Analysts see a consolidation range between $2,700 and $3,100 by the end of the year, with some experts offering a bearish outlook for 2026, pointing to possible declines towards $1,800-$2,000 if broader market conditions worsen.
Parallel execution
Glamsterdam it aims for parallel processing by allowing multiple transactions to run at the same time instead of one after the other. Access blocklists will tell nodes what data each transaction needs, making parallel operation safer and more efficient.

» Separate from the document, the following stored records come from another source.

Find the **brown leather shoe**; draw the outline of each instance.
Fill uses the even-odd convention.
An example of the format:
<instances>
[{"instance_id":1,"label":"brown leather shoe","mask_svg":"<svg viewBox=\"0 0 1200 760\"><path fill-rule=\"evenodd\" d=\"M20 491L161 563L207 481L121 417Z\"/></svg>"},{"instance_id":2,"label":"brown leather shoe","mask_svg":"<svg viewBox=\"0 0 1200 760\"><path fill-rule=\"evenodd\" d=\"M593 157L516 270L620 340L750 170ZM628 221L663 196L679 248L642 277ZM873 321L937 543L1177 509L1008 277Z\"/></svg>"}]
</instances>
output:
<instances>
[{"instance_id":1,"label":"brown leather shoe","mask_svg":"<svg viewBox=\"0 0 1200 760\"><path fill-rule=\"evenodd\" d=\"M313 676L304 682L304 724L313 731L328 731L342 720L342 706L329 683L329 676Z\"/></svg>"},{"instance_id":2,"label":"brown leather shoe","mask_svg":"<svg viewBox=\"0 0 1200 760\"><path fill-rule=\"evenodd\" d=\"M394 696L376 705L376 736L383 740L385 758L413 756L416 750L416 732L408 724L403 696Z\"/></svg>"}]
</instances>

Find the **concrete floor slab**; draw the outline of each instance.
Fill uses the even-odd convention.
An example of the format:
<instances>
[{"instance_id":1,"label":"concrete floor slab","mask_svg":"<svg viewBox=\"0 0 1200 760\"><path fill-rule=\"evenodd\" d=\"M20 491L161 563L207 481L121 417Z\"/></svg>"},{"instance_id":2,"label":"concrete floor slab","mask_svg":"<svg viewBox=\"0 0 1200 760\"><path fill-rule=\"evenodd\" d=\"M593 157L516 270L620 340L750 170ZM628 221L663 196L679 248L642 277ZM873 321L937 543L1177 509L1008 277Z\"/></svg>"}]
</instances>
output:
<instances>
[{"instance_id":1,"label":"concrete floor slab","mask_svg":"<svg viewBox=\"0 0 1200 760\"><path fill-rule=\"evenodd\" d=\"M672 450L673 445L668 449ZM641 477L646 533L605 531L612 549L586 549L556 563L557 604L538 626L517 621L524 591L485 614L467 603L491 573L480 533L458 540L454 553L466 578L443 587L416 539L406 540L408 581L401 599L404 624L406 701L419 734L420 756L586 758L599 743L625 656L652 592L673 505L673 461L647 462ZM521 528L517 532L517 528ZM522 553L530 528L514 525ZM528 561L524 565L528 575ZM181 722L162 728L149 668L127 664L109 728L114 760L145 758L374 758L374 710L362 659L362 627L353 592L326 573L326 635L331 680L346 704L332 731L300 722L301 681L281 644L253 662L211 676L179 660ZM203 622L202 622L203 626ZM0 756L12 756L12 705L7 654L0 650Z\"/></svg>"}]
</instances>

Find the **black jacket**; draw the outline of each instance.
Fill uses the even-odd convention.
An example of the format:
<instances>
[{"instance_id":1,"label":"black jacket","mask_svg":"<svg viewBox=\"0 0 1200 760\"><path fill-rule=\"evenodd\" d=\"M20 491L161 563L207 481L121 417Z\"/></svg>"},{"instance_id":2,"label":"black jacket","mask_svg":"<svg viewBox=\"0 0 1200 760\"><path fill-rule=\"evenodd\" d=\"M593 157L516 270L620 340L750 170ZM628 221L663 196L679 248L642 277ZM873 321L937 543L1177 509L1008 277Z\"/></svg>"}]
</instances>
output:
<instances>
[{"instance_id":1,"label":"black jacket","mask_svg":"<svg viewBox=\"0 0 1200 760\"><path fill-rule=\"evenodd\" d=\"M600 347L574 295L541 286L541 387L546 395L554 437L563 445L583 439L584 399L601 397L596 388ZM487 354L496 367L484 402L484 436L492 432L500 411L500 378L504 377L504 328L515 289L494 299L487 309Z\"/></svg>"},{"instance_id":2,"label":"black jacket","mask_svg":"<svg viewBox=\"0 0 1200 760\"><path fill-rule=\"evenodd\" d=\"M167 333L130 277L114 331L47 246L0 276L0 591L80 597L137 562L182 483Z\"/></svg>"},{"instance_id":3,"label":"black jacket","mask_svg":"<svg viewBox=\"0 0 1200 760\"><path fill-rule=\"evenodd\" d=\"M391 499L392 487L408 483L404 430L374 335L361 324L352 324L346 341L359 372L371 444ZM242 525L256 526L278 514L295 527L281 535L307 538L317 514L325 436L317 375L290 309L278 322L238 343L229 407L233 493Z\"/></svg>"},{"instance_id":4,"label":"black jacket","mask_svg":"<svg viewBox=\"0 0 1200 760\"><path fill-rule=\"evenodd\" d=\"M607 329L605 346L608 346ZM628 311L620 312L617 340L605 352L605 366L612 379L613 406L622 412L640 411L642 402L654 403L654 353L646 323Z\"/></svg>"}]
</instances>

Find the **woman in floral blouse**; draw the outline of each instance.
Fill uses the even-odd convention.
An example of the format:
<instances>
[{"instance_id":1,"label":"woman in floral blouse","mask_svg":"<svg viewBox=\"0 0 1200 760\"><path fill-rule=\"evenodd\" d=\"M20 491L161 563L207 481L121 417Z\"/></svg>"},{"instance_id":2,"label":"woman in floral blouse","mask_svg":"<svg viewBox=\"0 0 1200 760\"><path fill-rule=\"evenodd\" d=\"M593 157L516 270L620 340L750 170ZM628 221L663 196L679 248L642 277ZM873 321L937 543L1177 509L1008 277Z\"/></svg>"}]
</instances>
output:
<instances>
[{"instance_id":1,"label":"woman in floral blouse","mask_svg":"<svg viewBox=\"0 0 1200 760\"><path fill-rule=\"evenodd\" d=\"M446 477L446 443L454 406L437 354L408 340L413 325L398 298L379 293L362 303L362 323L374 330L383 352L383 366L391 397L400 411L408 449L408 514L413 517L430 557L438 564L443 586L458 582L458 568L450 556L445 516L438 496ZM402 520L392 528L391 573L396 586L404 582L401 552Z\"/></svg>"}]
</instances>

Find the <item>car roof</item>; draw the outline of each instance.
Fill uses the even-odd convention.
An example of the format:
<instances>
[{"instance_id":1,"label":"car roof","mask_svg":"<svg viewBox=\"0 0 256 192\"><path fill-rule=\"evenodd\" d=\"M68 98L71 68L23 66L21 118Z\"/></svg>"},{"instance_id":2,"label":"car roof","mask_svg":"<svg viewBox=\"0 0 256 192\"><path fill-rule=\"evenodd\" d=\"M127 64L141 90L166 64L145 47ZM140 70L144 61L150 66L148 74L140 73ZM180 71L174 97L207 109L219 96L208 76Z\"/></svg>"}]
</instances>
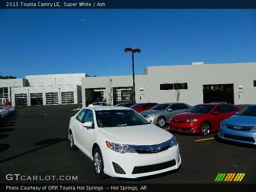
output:
<instances>
[{"instance_id":1,"label":"car roof","mask_svg":"<svg viewBox=\"0 0 256 192\"><path fill-rule=\"evenodd\" d=\"M230 103L202 103L201 104L198 104L196 105L232 105Z\"/></svg>"},{"instance_id":2,"label":"car roof","mask_svg":"<svg viewBox=\"0 0 256 192\"><path fill-rule=\"evenodd\" d=\"M114 106L102 106L100 107L97 106L85 107L84 109L94 109L96 111L101 111L102 110L124 110L124 109L128 109L129 110L132 110L132 109L127 107L114 107Z\"/></svg>"}]
</instances>

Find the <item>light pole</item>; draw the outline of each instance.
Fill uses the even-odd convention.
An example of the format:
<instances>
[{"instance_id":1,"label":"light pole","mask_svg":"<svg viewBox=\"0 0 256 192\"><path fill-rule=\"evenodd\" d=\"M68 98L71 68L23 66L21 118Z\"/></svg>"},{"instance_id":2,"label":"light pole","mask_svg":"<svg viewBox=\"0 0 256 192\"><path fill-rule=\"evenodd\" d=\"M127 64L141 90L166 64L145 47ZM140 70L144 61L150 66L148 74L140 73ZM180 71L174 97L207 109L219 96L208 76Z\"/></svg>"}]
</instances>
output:
<instances>
[{"instance_id":1,"label":"light pole","mask_svg":"<svg viewBox=\"0 0 256 192\"><path fill-rule=\"evenodd\" d=\"M124 49L124 52L130 53L132 52L132 80L133 80L133 86L132 87L132 102L135 102L135 81L134 81L134 53L139 53L140 52L140 49L134 49L128 47Z\"/></svg>"},{"instance_id":2,"label":"light pole","mask_svg":"<svg viewBox=\"0 0 256 192\"><path fill-rule=\"evenodd\" d=\"M29 89L28 89L28 97L27 98L27 105L29 106Z\"/></svg>"}]
</instances>

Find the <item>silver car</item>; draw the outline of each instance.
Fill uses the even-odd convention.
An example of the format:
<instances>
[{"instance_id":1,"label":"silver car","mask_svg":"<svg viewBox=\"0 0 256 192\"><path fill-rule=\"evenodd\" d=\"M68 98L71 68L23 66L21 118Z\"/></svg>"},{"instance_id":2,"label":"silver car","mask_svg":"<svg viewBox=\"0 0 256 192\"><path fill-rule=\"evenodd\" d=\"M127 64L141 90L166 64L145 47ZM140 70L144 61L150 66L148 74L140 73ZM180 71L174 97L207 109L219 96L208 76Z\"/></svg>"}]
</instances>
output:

Ethereum will see key upgrades in 2026, with the Glamsterdam fork enabling parallel processing and increasing the gas limit to 200 million, up from 60 million. Validators will switch to ZK proof verification, paving the way for Ethereum L1 to reach 10,000 transactions per…
— Wu Blockchain (@WuBlockchain) December 25, 2025
Separation of proponents and builders at the level of the protocol or ePBS is also planned. The move is expected to reduce some centralization risks and make it easier for validators to use proof-of-no-knowledge (KO) without being penalized for additional computation time.
Gas caps are expected to increase in phases, with talk of reaching 200 million per block after key changes. About 10% of validators could start verifying ZK proofs instead of re-verifying all transactions by the end of the year, based on current projections.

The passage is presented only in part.